The board decided the streaming program would not go to the voters as a warrant item.

Abraham Knight was given approval to tap trees on town property. Knight said he would put up flags on the trees to prevent people from running into them.

Mike Johnson was present to be appointed to the Planning Board. Johnson spoke briefly and said he wanted to be more involved in the town. The board accepted his application.

Chris Packard Excavation was approved for a ditching bid on North Union Road at $117,040. Other bids were from Farley Inc. for $167,945, Wellman Paving for $164,970, Jake Barbour, Inc. for $185,398, and Ford Enterprises for $118,600.

The board authorized Feyler to put out a Request for Proposals to take on mowing the cemeteries and the parks.

Feyler said that mowing the cemeteries is a lot of time and effort for the Public Works crew who need to be focusing on other projects, such as road cleanup. He said the purpose of getting bids would mainly be to compare prices.

Initially the discussion was that the Public Works crew would continue to maintain the parks. Fuller said he agreed with that sentiment.

Board member Josh White said he was alarmed to see how much time it took to mow the cemeteries, and he was unsure how he felt about the Public Works crew maintaining the other parks as well, since they should be focusing on the roads.

“Just have someone else do it all,” White said.

Grotton asked if they should get bids on both cemeteries and the parks.

Feyler commented that it takes time because the crew goes slowly to avoid damaging headstones, and “we want contractors to go slow too.”

The board discussed who would be on the Pullen Committee. It was determined that Grotton, White, and board member John Shepard, who was absent, would be on the committee.

The board discussed the town report and the Spirit of America award. Feyler said he has some suggestions from the board for the dedication of the town report, and would put them on a ballot to be voted on at a future meeting. The dedication would be announced when the reports are out to the printer.

Feyler said the Spirit of America award is a similar process, and could be done in March.

Feyler also discussed the increase in the emergency medical services budget. He said the town needs the revenue.

While some people will have to pay for the services, they can apply for a hardship waiver, Feyler said.

Fuller asked if the hardship waiver was decided in-house.

Feyler said that he and EMS Director Jesse Thompson decided on a case-by-case basis.

The board approved the new rates.

For the Town Manager’s report, Feyler said the Public Works garage process was “slow, but we’re getting there.”

Grotton asked for an estimate of when the project would be completed.

Feyler said mid-March.

Fuller asked about having an open house when the Public Works garage is ready, so people can “see their tax dollars at work.”

Grotton said maybe around Founder’s Day.

Feyler also spoke about the ice rink that is behind the Town Office. He said it should be ready to use in a few weeks, and he hoped people would take care of it.

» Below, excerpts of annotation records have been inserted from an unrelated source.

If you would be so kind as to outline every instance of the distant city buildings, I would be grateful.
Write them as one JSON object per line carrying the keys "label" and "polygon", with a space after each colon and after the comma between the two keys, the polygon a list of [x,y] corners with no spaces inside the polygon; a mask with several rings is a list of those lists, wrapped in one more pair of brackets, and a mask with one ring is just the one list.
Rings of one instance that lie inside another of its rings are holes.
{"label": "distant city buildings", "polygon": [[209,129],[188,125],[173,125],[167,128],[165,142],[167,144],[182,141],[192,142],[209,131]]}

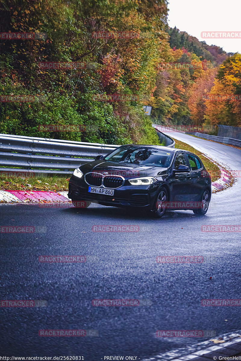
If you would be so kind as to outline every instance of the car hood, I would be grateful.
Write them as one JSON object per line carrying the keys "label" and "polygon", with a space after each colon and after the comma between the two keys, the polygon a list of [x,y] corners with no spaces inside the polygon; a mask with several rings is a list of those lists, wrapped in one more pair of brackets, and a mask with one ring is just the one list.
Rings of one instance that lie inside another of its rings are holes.
{"label": "car hood", "polygon": [[111,175],[122,175],[126,178],[161,175],[166,173],[167,168],[139,165],[131,163],[116,163],[109,161],[94,161],[83,164],[80,169],[84,173],[88,172],[104,172]]}

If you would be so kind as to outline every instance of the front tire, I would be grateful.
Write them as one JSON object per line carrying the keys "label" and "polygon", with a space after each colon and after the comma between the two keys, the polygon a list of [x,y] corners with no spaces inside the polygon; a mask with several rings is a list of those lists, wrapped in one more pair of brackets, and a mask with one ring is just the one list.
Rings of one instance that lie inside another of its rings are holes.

Feyler said the town should have the LED streetlights installed around the end of February, which “should save a ton of money.” He said the delay is waiting for other towns to be ready, as the contractor RealTerm Energy wants to install all the lights at the same time.

Some residents in attendance shared that current streetlights had gone out, which could pose a danger.

Feyler said fixing those lights would cost money, and the new LED lights would be installed soon. It would be better to wait for the new lights to be installed.